Friday, September 18, 2015

There is no selective enforcement of attorney disciplinary rules in New York. Right?

In the three "public" hearings before the New York Statewide Commission for Attorney Discipline, that were held in Albany, Buffalo and New York City at the end of July - beginning of August this year, members of the Commission ardently argued with witnesses who were claiming that attorney disciplinary process is corrupt and is designed to target judicial whistleblowers and protect high-ranking attorneys from accountability.

Yet, here are two scans from New York attorney registration website that will prove that selective non enforcement of attorney discipline in New York is a reality.



Attorneys disciplined in New York, especially the whistleblowers against judicial misconduct get suspended and disbarred all the time.

The burden of proof for such a suspension or disbarment is extremely low - by preponderance of the evidence.

When probable cause is found to prosecute an attorney for a crime, that probable cause is found on th same standard of proof, by preponderance of the evidence.

Thus, a criminal felony indictment may be used to prosecute an attorney in a disciplinary proceedings, and even an acquittal by the jury will not help vacate attorney's discipline, because an acquittal happens because the case cannot be proven beyond the reasonable doubt, while lower proof is needed to find against the attorney in the disciplinary proceedings.

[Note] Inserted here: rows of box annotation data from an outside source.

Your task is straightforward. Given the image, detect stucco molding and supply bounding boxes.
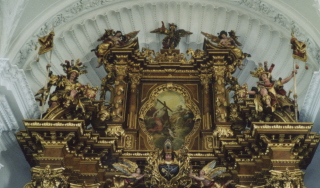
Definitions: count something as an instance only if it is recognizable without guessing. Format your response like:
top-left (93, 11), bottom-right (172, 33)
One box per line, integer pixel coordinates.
top-left (10, 0), bottom-right (320, 68)
top-left (299, 72), bottom-right (320, 122)
top-left (0, 58), bottom-right (40, 119)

The scans above show two recently (and, maybe, still) powerful attorneys:

  • The recent and now former New York State Assembly Leader Sheldon Silver, and
  • The recent and now former New York State Senate Majority Leader Dean Skelos
None of them lost their license.

None of them was even censured - even though there was enough time since federal felony indictments for corruption as to each one of them, to commence and bring to conclusion a disciplinary prosecution.

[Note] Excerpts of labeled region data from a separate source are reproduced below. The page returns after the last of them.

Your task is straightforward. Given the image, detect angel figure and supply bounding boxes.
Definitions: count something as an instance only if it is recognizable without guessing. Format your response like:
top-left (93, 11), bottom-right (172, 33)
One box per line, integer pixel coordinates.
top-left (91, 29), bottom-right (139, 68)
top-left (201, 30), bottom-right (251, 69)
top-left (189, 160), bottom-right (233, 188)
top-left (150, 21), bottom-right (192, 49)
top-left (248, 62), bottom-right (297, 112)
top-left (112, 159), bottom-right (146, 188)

Are committees waiting for these two former giants to rebound and are afraid of retaliation from their still powerful friends, should they commence investigations and prosecutions?

Then, the should not pull wool over the eyes of the public pretending that selective enforcement of attorney discipline in New York does not exist.

To illustrate the point even further, here is yet another scan of a formerly powerful New York Senator - John L. Sampson, head of the Judiciary Committee:



As of today, former Senator Sampson is employed, very coincidentally, by Bullock & Fox, an asbestos injury law firm.

Coincidentally because the recently indicted Sheldon Silver also provided services - and was charged for corruption in relation to those services - to yet another asbestos law firm.

The interesting fact about former Senator Simpson and his successful employment with a powerful and rich law firm - and having no record of public discipline - is that Senator Simpson, as of July 25, 2015, has been convicted of THREE felony counts - one count of obstruction of justice and two counts of making false statements to federal agents.

Conviction for a felony is grounds in New York for AUTOMATIC disbarment.

It is certainly not advisable for a law firm to have on board as their attorney a convicted felon.

Yet, as of today, nearly 2 months after his felony conviction that should have led to automatic disbarment, former Senator Sampson, a convicted felon, "enjoys" employment at a powerful and rich law firm - and no public discipline.

As one of the witnesses at the NYC public hearing before the Statewide Commission for Attorney Discipline said:

it is time to stop mocking the public by pretending that the committees do not see the elephant in the room - their own corruption.